Regarding the study by Shandler and colleagues, Custer concludes:
  • "Does a cost between $500 and $1200 per RBC unit transfused represent a good use of resources? Once again there is no single answer."
Tidbit #3 musings
As noted in an earlier blog (Dr. Strangeblood or how I learned to start worrying and hate the numbers), which also involved a paper by Custer*:
  • One of the main challenges with [cost effective analyses) is, as the computer nerds say, GIGO, Garbage in, garbage out....
* Custer B, Hoch JS. Cost-effectiveness analysis: what it really means for transfusion medicine decision making. Transfus Med Rev 2009 Jan;23(1):112.
Which is not to say that cost-analysis researchers input garbage. It's just to realize that, depending on the study design and inputs, you can claim almost any outcome you want.

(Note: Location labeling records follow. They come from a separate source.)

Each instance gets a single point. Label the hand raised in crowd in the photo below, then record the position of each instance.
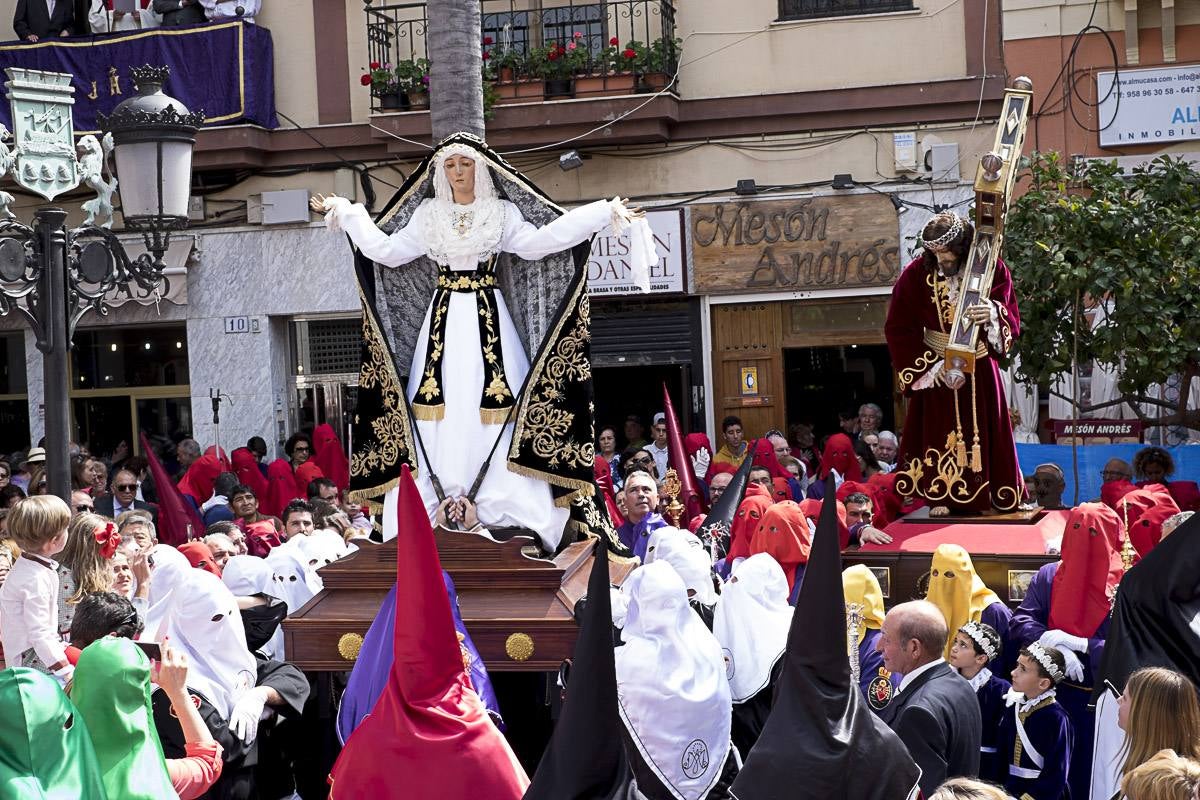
(139, 565)
(873, 535)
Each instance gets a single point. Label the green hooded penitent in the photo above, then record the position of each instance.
(45, 750)
(112, 691)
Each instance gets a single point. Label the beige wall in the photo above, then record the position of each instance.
(813, 54)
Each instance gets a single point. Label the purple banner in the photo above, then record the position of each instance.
(226, 70)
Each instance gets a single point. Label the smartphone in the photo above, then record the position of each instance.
(153, 650)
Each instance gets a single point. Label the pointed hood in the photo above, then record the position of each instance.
(719, 522)
(821, 740)
(175, 516)
(330, 456)
(429, 726)
(677, 456)
(1157, 613)
(585, 759)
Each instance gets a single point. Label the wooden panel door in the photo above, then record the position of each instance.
(748, 366)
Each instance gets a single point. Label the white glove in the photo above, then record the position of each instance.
(215, 500)
(1074, 666)
(1063, 641)
(246, 713)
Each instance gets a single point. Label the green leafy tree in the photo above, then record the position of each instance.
(1123, 245)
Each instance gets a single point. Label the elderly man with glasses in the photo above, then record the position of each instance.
(124, 498)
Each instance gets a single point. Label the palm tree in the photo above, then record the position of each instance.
(456, 92)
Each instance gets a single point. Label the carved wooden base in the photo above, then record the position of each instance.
(519, 609)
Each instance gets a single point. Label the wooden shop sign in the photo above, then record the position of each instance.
(799, 245)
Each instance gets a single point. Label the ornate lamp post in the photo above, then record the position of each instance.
(53, 276)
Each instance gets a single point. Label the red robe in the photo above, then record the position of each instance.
(928, 463)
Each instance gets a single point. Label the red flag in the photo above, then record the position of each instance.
(677, 457)
(175, 516)
(429, 734)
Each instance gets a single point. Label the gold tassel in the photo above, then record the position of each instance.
(495, 415)
(429, 413)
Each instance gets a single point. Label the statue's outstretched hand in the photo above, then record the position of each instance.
(323, 203)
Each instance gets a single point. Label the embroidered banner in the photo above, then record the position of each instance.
(226, 70)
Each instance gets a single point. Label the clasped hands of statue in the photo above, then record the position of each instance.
(978, 314)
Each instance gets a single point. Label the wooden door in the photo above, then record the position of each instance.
(748, 366)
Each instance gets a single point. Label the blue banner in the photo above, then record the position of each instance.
(1091, 462)
(227, 70)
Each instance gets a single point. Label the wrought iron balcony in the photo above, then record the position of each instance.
(531, 52)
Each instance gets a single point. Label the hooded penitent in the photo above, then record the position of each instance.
(330, 456)
(112, 691)
(957, 589)
(821, 740)
(585, 758)
(547, 305)
(1087, 578)
(839, 455)
(1144, 511)
(753, 618)
(675, 698)
(429, 734)
(46, 752)
(204, 624)
(178, 521)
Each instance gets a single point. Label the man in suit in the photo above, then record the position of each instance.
(37, 19)
(124, 498)
(935, 711)
(180, 12)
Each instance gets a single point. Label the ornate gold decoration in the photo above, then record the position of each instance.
(393, 431)
(910, 374)
(519, 647)
(348, 645)
(671, 487)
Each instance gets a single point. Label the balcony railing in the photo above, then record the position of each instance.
(611, 47)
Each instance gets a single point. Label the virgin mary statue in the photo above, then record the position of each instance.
(497, 407)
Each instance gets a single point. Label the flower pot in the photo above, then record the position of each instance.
(559, 88)
(522, 91)
(394, 101)
(606, 85)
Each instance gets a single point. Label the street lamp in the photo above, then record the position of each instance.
(53, 276)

Unfortunately, when critically analysed, study results may not mean much.
As shown, the potpourri of tidbits all deal with money, a relevant topic for April when income tax is due, at least in Canada and the USA:
  • Immucor's gross profit margin on instrument reagents is 80%. Should we care and how can we best use this factoid?
  • Canada has a high per capita rate of transfusing IVIG, a costly plasma derivative, motivating CBS and NAC to produced evidence-based guidelines for its use. This we should care about.
  • The cost of transfusion has been under-estimated but what does it really mean?
As usual, I think we can all benefit by getting back to sufficient costing basics to allow us to assess these economic studies effectively.
April - The cruellest month
On 11 April 1969 the Beatles single "Get Back" was released, and an alternative version became the closing track of Let It Be (1970), released just after Paul McCartney announced he was leaving the band 40 years ago.
As T.S. Eliot wrote in his poem The Waste Land:
April is the cruellest month, breeding
Lilacs out of the dead land, mixing
Memory and desire, stirring
Dull roots with spring rain.
Addendum: I'm still curious why Masimo would pay for a press release for a study that it did not fund. If you know the connection, please write.